Debt negotiation letters are to be written during the final stages of a debt negotiation. They are superior to haggling over the phone because they provide a document of any communication or proposed transaction between you and bill collectors. Writing a negotiation letter should be done with the assistance of a non-profit debt relief service.
Investigate your debt collectors
You will want to know what fees and costs are associated with ending the debt negotiation process. Essentially, you want to know all the conditions of your deal from day one. If you find any inconsistencies, raise questions over these in your letter. You force collectors to correct ‘mistakes’ and miscalculations if they have to put it in writing.
Tally up your finances and present the whole picture
Demonstrate in the letter that you are insolvent and simply will not be able to pay back your outstanding debts in the near future. If your financial picture is chaos, bill collectors will be less optimistic about collecting in full. Include your incoming and outgoing household expenses in a spreadsheet to further your case.
Have your settlement money on had
Be ready with 70% or 80% of the money you owe.
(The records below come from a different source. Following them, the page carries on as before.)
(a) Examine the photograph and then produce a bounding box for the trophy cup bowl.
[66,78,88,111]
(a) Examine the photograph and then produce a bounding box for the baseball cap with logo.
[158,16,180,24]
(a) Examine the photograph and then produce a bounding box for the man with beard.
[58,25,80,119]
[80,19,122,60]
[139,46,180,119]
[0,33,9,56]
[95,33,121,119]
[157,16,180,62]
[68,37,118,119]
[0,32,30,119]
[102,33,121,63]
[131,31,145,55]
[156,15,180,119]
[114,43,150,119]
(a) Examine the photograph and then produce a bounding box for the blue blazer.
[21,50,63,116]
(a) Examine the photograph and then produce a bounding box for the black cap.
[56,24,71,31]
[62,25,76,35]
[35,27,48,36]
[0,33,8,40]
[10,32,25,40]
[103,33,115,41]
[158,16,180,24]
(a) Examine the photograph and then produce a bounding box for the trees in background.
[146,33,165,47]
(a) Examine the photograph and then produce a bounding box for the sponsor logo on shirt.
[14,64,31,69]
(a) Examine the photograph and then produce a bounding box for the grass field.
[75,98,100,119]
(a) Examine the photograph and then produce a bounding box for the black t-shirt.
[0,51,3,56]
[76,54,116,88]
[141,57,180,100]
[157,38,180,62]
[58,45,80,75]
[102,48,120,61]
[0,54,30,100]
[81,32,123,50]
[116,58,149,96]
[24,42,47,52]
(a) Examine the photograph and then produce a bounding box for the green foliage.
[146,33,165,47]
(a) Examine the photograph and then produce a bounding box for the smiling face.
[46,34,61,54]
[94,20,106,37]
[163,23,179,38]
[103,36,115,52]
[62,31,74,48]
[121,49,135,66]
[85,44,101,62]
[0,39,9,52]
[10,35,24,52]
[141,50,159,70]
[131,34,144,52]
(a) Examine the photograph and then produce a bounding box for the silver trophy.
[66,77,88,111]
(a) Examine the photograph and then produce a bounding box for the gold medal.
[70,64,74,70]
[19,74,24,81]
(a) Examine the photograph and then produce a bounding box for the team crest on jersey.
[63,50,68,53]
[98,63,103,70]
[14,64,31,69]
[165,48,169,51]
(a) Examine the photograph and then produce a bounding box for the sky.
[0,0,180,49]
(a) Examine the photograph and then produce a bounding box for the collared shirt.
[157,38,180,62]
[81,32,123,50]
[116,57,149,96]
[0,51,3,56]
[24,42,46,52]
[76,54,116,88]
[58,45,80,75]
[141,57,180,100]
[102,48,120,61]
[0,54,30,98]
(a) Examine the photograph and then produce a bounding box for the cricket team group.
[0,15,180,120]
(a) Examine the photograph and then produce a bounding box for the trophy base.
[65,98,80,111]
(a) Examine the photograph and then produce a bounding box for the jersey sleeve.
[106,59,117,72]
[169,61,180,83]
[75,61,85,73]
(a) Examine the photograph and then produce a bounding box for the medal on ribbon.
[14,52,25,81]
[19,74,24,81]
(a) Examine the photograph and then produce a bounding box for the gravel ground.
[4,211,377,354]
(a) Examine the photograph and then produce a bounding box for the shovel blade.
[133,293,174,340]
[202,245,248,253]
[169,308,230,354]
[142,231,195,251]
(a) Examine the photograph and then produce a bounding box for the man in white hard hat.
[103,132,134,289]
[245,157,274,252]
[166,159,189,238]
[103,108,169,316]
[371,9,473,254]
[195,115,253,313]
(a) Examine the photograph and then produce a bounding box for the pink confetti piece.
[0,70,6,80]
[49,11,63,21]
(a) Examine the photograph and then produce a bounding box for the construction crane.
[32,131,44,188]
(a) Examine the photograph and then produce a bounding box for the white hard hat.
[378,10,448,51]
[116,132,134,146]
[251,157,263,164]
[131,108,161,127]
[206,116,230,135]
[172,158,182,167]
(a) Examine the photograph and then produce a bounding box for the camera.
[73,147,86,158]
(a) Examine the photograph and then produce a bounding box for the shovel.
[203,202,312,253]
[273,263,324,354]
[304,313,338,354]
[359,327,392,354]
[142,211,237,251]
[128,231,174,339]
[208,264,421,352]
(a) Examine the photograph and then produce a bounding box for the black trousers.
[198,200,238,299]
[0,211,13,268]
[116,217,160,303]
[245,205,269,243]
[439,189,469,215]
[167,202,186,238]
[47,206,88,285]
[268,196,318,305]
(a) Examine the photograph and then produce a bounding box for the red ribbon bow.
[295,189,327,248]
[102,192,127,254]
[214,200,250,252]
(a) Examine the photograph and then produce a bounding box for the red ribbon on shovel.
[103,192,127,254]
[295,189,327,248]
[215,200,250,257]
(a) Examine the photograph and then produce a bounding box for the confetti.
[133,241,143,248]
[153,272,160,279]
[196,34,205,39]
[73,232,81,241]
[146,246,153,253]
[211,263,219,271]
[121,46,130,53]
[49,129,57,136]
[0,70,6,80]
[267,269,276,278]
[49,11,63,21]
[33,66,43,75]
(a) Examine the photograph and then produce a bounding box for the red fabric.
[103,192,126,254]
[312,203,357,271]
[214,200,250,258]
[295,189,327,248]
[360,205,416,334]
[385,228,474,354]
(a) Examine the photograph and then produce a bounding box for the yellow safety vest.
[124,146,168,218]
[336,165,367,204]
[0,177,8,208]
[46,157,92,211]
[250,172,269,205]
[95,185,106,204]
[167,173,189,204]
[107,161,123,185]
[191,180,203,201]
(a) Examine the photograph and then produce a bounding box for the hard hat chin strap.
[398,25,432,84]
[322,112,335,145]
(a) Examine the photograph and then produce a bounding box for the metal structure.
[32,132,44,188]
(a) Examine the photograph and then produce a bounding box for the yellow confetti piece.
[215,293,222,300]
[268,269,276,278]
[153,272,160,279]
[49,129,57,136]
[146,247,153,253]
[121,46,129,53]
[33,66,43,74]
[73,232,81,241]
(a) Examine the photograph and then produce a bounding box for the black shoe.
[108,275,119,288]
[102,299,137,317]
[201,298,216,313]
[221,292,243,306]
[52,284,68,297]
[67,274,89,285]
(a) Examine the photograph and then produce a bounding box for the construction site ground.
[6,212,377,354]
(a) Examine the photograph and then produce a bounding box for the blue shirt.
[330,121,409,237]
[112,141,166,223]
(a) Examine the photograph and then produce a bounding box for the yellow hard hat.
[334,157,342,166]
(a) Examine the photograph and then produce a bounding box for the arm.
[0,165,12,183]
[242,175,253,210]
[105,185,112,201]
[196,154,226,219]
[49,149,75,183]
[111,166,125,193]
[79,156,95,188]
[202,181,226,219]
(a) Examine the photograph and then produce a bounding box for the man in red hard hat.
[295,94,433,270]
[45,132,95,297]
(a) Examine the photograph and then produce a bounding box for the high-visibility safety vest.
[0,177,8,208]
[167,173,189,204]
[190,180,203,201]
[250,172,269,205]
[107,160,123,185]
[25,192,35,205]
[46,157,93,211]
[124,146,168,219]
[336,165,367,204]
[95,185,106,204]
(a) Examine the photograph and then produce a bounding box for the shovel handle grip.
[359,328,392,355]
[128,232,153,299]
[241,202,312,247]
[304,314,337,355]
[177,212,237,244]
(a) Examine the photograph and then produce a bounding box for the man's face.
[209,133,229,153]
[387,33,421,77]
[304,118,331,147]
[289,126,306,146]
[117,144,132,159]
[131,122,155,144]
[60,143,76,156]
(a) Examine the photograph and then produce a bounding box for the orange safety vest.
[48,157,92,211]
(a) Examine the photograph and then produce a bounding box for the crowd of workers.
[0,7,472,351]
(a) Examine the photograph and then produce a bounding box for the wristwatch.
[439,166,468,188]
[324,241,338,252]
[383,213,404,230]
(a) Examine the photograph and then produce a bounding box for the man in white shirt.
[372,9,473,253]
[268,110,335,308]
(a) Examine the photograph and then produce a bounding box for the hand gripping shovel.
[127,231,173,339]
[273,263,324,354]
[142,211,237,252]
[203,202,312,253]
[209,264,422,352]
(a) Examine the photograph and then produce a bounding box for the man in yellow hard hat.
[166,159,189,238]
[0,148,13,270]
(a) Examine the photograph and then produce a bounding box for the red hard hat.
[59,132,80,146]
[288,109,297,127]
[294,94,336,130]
If you have established a savings trust with a debt relief service, you should be able to save until you have this lump sum to negotiate with.
Do not send this money with the letter. This money is for you to bargain with. You want to be reasonable with your offer, but lowball the collection agency. They will return with a counteroffer, and you want to have discretionary cash to meet that offer.
Most importantly, keep everything in writing. If they agree to a settlement, get a receipt and an annotated response that details your settlement and the terms of your settlement.